I found these on my phone. This was my first attempt on my 90g before I went w/ the gray above:

The 1" I.D. hose from the FX5 attaches to the street elbow









This is the capped end


----------



## Nodalizer (Nov 7, 2011)

I really wouldn't worry about it myself too much.

A little poo on the bottom isn't going to hurt much, it'll be picked up next change.


----------



## dunesnstars (Dec 4, 2011)

Wow thanks! In this forum, you ask and you shall receive! :dancing:

It would be nice to be able to use just the FX5. Then I would be able to upgrade our smaller tank's filtration system to the XP2. Now off to home depot this weekend!

I do have a question.... I noticed you have a hydor. How did you plumb it to the FX5? Cuz ours is plumbed to the XP2.
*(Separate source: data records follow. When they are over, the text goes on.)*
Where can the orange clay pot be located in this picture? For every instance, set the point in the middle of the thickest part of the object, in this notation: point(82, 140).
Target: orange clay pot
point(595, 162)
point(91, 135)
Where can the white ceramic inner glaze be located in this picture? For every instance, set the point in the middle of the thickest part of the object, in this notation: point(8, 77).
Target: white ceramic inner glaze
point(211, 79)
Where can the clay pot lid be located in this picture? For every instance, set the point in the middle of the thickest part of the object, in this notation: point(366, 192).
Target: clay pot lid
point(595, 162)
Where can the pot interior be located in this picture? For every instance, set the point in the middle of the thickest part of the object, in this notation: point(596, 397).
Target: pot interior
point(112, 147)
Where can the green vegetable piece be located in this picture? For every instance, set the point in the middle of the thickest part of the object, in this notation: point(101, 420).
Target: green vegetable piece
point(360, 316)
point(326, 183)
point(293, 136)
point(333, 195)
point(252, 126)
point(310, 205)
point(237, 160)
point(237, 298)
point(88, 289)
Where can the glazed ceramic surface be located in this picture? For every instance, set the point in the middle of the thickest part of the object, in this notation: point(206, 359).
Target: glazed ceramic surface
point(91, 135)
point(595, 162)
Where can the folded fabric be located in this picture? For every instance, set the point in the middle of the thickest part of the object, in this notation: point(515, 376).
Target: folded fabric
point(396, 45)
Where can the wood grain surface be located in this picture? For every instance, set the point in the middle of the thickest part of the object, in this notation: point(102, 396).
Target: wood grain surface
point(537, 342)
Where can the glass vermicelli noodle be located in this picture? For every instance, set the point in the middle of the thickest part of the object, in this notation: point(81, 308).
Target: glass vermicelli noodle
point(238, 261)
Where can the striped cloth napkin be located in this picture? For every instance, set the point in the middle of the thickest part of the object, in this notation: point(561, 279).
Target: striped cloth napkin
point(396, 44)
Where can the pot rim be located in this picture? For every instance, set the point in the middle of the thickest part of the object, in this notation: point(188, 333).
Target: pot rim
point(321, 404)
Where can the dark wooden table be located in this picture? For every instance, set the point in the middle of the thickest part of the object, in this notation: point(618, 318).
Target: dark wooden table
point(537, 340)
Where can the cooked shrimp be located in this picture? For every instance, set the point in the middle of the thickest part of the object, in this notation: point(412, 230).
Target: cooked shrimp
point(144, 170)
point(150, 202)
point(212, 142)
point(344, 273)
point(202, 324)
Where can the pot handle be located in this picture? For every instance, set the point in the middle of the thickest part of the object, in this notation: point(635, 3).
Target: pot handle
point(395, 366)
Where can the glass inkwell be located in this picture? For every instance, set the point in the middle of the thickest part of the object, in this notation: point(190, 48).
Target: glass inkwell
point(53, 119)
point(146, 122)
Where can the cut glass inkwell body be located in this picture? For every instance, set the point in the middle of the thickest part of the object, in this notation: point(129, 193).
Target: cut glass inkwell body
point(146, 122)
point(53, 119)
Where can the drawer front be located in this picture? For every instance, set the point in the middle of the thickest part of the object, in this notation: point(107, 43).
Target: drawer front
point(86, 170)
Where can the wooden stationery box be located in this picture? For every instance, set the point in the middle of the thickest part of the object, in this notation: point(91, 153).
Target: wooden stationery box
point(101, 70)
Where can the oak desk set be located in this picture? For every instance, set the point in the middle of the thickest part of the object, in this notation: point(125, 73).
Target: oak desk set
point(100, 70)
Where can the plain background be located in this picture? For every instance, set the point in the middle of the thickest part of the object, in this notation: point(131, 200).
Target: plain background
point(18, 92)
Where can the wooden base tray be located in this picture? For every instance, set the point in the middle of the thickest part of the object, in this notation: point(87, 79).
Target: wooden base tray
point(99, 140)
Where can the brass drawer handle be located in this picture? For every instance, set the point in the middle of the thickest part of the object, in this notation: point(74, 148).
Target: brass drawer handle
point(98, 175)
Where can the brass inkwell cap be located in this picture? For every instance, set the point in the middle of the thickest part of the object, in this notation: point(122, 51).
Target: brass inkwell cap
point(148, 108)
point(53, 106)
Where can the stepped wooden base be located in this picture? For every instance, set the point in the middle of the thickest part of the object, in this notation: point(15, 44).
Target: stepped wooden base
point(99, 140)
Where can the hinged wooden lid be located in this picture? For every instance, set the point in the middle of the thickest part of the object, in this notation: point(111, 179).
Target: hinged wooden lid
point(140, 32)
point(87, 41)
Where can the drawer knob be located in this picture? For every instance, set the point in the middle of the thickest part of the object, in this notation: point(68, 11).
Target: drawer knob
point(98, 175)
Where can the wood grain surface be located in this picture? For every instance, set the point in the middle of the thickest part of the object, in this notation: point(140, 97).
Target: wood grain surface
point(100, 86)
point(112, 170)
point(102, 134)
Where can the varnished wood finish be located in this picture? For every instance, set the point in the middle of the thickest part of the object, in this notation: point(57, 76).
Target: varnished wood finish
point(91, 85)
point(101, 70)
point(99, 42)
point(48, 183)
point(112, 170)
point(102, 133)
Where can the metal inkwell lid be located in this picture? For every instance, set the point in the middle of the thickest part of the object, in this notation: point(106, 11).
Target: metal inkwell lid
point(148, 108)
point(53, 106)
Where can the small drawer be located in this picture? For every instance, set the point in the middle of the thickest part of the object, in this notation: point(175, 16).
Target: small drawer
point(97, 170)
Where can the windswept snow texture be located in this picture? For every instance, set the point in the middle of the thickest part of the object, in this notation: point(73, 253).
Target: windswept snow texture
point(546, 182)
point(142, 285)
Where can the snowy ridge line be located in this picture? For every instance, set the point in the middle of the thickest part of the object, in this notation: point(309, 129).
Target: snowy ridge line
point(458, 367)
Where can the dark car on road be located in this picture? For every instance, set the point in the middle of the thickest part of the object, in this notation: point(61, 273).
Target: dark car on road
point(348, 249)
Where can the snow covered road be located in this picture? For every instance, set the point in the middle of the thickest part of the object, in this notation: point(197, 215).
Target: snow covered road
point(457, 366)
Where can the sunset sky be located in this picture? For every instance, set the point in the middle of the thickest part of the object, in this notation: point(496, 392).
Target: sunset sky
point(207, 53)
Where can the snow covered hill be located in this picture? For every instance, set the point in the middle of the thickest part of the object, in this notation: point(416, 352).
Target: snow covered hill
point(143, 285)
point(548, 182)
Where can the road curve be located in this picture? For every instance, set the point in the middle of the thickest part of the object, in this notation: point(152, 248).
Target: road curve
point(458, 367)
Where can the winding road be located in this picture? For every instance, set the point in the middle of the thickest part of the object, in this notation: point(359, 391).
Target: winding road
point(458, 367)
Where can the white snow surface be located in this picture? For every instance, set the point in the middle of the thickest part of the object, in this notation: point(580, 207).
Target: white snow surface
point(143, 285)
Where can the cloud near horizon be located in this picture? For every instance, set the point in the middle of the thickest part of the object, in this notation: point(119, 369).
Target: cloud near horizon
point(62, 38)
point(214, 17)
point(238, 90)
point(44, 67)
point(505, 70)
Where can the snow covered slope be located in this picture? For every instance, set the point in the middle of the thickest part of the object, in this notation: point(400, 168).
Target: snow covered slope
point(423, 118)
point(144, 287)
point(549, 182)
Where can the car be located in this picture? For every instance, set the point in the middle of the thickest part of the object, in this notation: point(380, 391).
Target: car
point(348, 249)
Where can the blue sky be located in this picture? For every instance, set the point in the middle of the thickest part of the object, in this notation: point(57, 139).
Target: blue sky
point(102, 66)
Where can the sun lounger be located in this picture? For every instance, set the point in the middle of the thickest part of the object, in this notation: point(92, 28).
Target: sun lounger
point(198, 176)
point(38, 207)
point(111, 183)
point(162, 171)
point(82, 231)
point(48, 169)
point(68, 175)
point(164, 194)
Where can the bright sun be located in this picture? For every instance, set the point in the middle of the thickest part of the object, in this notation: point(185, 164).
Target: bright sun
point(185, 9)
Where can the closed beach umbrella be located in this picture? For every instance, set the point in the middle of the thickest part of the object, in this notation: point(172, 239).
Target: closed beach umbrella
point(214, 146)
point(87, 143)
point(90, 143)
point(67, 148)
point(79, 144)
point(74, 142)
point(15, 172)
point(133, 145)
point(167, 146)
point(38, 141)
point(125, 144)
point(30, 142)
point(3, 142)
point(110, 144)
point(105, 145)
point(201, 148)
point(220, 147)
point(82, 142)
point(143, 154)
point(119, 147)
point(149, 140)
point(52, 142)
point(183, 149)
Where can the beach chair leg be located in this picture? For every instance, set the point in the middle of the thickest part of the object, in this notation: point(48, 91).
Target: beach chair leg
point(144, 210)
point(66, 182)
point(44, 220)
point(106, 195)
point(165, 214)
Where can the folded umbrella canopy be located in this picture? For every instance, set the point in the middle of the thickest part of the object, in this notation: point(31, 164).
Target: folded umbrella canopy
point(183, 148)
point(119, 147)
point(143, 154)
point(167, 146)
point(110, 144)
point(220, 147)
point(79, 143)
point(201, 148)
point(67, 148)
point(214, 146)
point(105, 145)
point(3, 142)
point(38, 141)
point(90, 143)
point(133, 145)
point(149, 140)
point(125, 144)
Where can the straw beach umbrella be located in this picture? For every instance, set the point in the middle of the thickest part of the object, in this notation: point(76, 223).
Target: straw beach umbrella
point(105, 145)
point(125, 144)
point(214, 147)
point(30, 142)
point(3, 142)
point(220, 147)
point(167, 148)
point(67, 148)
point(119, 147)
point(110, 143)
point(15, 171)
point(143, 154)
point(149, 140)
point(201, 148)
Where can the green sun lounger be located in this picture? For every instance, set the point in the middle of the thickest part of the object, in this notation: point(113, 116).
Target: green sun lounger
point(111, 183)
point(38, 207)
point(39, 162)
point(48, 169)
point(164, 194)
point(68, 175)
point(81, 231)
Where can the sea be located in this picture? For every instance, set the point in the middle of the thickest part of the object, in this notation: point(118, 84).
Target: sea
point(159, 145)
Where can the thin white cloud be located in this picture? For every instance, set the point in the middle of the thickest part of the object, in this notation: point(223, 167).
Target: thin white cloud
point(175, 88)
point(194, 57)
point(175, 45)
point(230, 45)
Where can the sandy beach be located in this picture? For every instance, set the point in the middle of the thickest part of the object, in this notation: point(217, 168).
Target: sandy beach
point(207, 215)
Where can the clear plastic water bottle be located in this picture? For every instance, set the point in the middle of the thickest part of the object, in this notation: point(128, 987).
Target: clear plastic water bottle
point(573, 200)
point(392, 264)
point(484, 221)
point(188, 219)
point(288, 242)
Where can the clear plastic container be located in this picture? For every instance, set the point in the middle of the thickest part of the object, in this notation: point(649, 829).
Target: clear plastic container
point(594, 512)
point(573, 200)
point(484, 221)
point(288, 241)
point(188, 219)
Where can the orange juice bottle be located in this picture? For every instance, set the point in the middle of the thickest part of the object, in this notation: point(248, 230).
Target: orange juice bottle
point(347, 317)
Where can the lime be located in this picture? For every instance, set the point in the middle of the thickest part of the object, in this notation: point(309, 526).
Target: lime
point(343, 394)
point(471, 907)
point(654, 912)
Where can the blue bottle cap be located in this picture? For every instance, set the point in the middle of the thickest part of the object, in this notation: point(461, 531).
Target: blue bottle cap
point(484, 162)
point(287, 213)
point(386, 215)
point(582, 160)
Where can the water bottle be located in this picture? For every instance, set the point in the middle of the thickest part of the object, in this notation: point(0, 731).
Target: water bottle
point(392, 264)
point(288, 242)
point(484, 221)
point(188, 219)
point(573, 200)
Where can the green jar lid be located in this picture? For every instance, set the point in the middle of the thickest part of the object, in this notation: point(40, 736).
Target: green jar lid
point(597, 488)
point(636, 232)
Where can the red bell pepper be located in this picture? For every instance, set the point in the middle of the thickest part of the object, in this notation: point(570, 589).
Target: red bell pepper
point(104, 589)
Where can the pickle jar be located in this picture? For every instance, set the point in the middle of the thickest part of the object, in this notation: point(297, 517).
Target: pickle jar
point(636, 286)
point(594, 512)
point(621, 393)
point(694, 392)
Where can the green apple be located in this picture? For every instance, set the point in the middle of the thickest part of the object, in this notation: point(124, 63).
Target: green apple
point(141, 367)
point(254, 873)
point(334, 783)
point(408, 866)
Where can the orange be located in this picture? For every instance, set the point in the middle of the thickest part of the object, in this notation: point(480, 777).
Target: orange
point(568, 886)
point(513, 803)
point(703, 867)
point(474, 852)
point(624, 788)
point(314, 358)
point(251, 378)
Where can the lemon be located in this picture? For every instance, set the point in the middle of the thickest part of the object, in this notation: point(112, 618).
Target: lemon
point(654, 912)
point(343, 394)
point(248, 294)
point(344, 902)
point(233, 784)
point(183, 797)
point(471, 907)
13razorbackfan... I like the squiggly lines! And I really appreciate the thought. But for now I'm going to get busy making a spray bar! Wish me luck because I'm :-? !


----------



## 13razorbackfan (Sep 28, 2011)

dunesnstars said:


> Wow thanks! In this forum, you ask and you shall receive! :dancing:
> 
> It would be nice to be able to use just the FX5. Then I would be able to upgrade our smaller tank's filtration system to the XP2. Now off to home depot this weekend!
> 
> ...


Spray bars are super easy. I had them on my reef tanks. You will be surprised how easy!


----------



## Morpheen (Jul 21, 2010)

I agree with the others. You need to find the sweet spot in getting the flow to circulate properly. in my 75G i have a Koralia 750 2/3's of the way down the tank, on one end and its pushing the water towards the opposite end where my overflow is. The wide powerful flow pattern gets a lot of water moving along the substrate and most of the poop never gets a chance to settle on the ground, so it eventually ends up in my overflow or in one of my two Eheim 2080 intakes.


----------